Il paradosso delle pensioni: il Miur fa ricorso contro i Quota 96, ma il Governo prepensiona 5mila lavoratori delle ex Province

Vittoria Patanè

3 Febbraio 2015 - 16:34

Il MIUR presenta ricorso contro la sentenza del Tribunale di Salerno che permette l’accesso alla pensione a 42 Quota 96, ma il Governo si prepara a concedere il prepensionamento a 5mila dipendenti delle ex Province

Il paradosso delle pensioni: il Miur fa ricorso contro i Quota 96, ma il Governo prepensiona 5mila lavoratori delle ex Province

Le cose sicure sono due:
1) il sistema previdenziale italiano ha bisogno di cambiamenti, e pure grossi,
2) non ci sono i soldi per farlo.

L’attuale situazione che riguarda i Quota 96 in particolare, insegnanti che dal 2012 vengono parcheggiati dai vari Governi in attesa di poter andare in pensione, non solo rappresenta il paradosso, ma è l’esempio perfetto di quanto la previdenza nostrana abbia bisogno di modifiche radicali.

Lo scorso novembre il Tribunale di Salerno ha riconosciuto in primo grado la possibilità per 42 insegnanti di accedere alla pensione usufruendo delle regole in vigore prime della Riforma Fornero.
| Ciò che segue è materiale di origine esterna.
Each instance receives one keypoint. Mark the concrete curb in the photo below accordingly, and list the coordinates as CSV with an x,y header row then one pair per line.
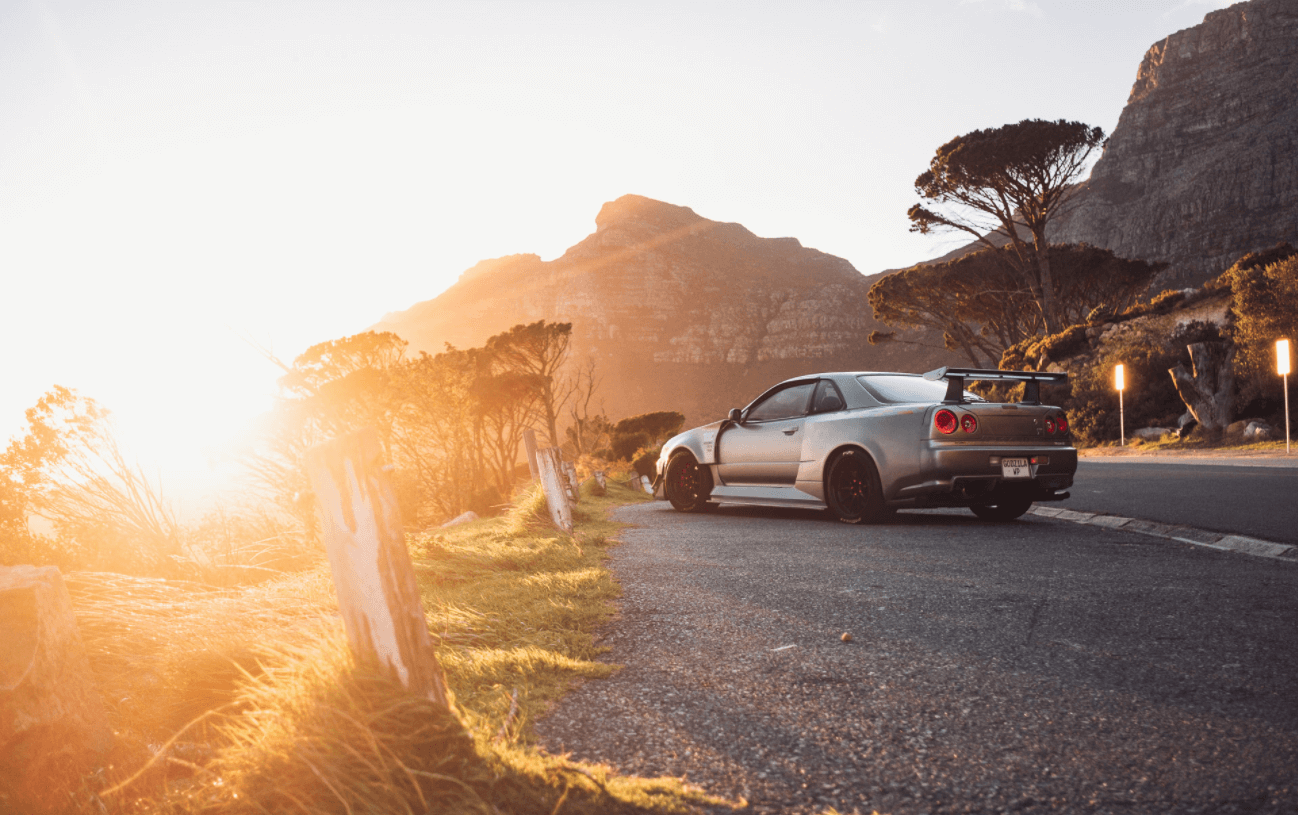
x,y
1185,535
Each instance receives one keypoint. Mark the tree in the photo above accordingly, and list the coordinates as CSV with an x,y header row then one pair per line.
x,y
539,349
1263,288
993,183
981,310
587,431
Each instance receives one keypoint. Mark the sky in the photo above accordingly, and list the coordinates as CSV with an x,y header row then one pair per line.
x,y
183,183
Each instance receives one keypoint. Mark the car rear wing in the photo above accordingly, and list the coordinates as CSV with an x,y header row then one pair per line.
x,y
1032,380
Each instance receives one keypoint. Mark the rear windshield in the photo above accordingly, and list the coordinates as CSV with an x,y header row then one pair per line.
x,y
893,388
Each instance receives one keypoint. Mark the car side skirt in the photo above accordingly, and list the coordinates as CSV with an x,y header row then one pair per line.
x,y
765,496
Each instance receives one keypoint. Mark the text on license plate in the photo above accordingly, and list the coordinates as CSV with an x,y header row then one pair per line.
x,y
1015,469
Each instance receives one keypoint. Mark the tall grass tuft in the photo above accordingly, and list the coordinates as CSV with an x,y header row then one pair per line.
x,y
248,700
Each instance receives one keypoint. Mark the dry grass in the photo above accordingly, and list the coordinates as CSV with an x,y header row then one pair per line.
x,y
248,700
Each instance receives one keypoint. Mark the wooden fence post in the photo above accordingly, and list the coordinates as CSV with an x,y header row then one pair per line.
x,y
530,443
377,591
574,486
556,495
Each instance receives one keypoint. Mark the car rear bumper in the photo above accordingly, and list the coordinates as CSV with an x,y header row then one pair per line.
x,y
961,475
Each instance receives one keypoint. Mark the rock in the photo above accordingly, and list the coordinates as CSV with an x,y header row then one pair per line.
x,y
1259,431
1203,162
1151,434
461,518
49,707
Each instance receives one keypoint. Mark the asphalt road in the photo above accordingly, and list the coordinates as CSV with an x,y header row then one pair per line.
x,y
1245,500
1036,666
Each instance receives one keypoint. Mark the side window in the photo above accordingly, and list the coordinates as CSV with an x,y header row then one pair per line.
x,y
785,404
827,397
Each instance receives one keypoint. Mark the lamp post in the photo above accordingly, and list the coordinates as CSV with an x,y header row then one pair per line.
x,y
1283,369
1122,418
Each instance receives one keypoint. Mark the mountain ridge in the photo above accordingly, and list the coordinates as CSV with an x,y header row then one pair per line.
x,y
676,310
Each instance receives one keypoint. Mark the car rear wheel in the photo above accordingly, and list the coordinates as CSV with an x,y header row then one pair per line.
x,y
853,491
688,484
1005,509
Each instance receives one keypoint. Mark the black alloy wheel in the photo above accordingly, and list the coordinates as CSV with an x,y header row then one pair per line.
x,y
853,491
1006,508
688,484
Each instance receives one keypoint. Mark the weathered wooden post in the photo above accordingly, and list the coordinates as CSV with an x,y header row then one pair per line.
x,y
377,591
556,495
574,486
530,443
51,711
1209,392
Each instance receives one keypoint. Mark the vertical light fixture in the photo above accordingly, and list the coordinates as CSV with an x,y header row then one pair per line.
x,y
1283,369
1120,383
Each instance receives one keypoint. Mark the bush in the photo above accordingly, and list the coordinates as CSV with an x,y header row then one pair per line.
x,y
1150,399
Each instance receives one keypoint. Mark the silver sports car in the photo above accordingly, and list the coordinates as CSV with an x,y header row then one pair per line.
x,y
867,444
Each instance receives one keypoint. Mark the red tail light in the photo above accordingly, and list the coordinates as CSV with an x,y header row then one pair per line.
x,y
945,422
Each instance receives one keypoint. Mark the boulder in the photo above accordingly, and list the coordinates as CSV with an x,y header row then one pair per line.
x,y
1259,431
49,707
1151,434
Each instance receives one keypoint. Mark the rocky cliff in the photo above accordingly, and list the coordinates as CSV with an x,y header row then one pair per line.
x,y
1202,165
678,312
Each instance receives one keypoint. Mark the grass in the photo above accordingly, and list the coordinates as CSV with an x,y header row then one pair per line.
x,y
232,701
1194,444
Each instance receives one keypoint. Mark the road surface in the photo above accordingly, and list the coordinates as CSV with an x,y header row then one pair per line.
x,y
1036,666
1258,501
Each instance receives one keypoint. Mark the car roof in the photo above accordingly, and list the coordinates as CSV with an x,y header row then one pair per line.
x,y
810,377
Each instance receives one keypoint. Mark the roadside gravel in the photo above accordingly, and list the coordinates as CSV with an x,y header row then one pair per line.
x,y
1036,666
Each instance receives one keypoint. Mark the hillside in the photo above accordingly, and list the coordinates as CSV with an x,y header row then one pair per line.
x,y
1203,162
678,312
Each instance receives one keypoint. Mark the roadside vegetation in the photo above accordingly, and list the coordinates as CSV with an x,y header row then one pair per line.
x,y
1015,301
247,700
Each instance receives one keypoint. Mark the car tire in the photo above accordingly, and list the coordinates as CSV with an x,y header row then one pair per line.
x,y
687,483
1005,509
853,491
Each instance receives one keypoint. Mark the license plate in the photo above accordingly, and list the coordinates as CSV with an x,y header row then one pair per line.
x,y
1015,469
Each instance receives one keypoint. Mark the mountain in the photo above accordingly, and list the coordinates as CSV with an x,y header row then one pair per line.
x,y
678,312
1203,162
1202,165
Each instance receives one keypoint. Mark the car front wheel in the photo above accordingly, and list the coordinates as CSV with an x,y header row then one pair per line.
x,y
688,484
853,489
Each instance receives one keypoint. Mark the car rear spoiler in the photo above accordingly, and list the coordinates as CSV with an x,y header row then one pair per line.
x,y
1032,380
Una sentenza accolta con plauso dai docenti e dalle associazioni di categoria che da tre anni si battono affinché lo Stato riconosca loro un diritto sancito dalla Costituzione.

Ebbene, il ministero della Pubblica Istruzione ha presentato ricorso in appello contro la decisione dei giudici salernitani. L’udienza si terrà il prossimo aprile.

A comunicare la notizia è lo Snals, il Sindacato Nazionale Autonomo Lavoratori della Scuola, che ha presentato il ricorso in primo grado ottenendo da parte dei giudici di Salerno, una sentenza a favore dei 42 insegnanti e una speranza per tutti i quota 96.

Come ricorda lo Snals, la sentenza del Tribunale di Salerno rappresenta:

“un importante precedente a fronte di una giurisprudenza piegata ai poteri forti che non ha mai riconosciuto alcun diritto ai quota 96”

Inoltre, evidenzia il sindacato:

“registriamo anche la recente bocciatura da parte del tribunale del lavoro di Palermo ad un ricorso di una decina di insegnanti presentato sulle medesime fondamenta”.

Ma il paradosso si raggiunge nel momento in cui, mentre a queste 2.500 persone viene negato il diritto alla pensione, il Governo si prepara a varare il prepensionamento di 5mila lavoratori delle ex Province.

Questi ultimi, che a causa dello smantellamento degli Enti provinciali previsto dalla riforma, risultano in soprannumero e dovrebbero essere ricollocati in enti terzi. Ma, dato il largo numero di dipendenti, l’Esecutivo preferisce favorire l’accesso alla pensione che trovarsi troppi lavoratori senza una sede in cui espletare i loro compiti.

Insomma non ci sono i soldi per mandare in pensione 2.500 persone che aspettano da tre anni, ma si dà accesso al trattamento previdenziale in anticipo ad altre 5mila. Non fa una piega.